Mortgage adviser Ravi Mehta said he advised his clients to float some of their mortgage only if they knew they could pay it off within a short time, because the rates fluctuated so much. Ms Battersby has got her $50,000 loan down to $16,296.

He advised people to split their loan into different fixed terms because short and long-term rates were determined by local and global markets which varied substantially.

"Fix for different maturities ... they should go for a mix.
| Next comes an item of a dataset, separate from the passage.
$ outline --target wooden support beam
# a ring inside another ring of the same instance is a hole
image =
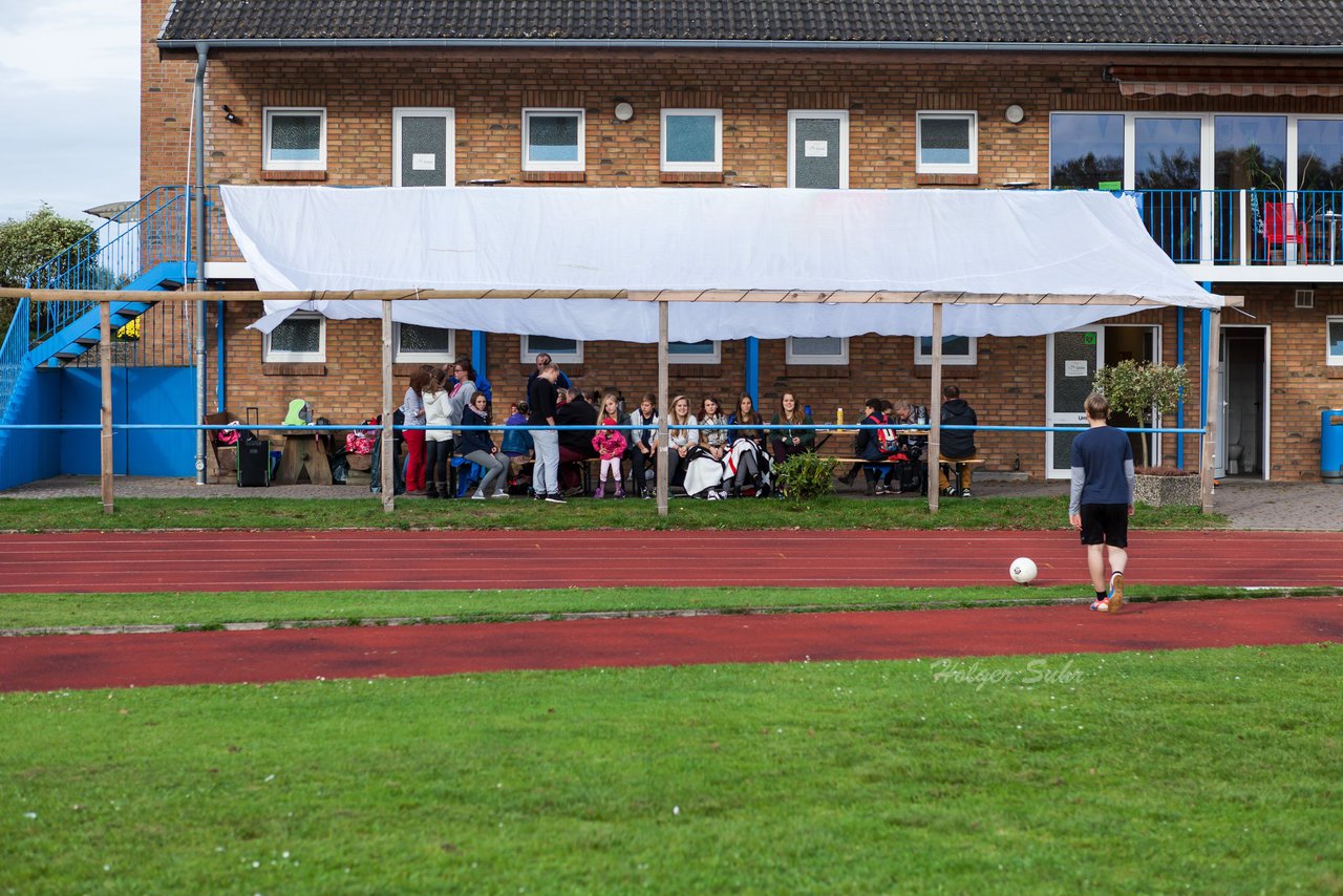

Like something for one, something for three, something for five years, because no one can predict interest rates."

He didn't expect the one-year rate to rise dramatically in a year, so Ms Battersby could have argued for her two-year term to be at a lower rate, about 5.15 per cent.

Ms Battersby said it was confusing for first-home buyers when deciding what mortgage rate to go with.

Fixed, float or both?

A young couple are buying their first home in Auckland for the average house price of $432,000. They are seeking a 25-year mortgage and have a 10 per cent deposit, borrowing $388,800. Using the mortgage calculator on, we look at their options and John Bolton, of Squirrel Mortgages gives some advice.

Option 1 - half and half

The couple fix half of their mortgage and float the other half, based on the lowest current rates (4.99 per cent for a two-year rate and 5.65 per cent for floating rate).
Repayment: $540 per week
Over 25 years: Total to pay is $703,399 including $314,599 interest.
Rating: B
Mr Bolton says: "We generally recommend clients split their mortgage. This way your whole mortgage doesn't re-price at one time and it's easier to adjust to increases as rates start to rise."

Option 2 - all fixed

The couple fixed the whole mortgage (4.99 per cent for a two-year rate).
Repayment: $523 per week
Over 25 years: Total to pay is $680,639 including $291,839 interest.
Rating: C+
"I'm not a big fan of fixing everything on one term ... when will rates move?"

Option 3 - three-way split

The couple split their mortgage three ways. Eg: One, two and five-year rates. (One-year, 4.95 per cent; two-year, 4.99 per cent; and five-year, 5.99 per cent).
Repayment: $540 per week.
Over 25 years: Total to pay is $702,914 including $314,114 interest.
Score: A-
"Splitting the loan makes it easier to manage rate increases in the future. Although the five-year rate is higher upfront, if viewed over five years it will be a similar cost to the shorter-term fixed rates that will re-price sooner."
Final comments: "Focus less on the rate and more on trying to pay an extra $100 per week. This will save you $95,000 and take 6.5 years off the mortgage. Paying it back quicker is where the real savings are."

Note: The study is based on current rates, sustained for the duration of the mortgage.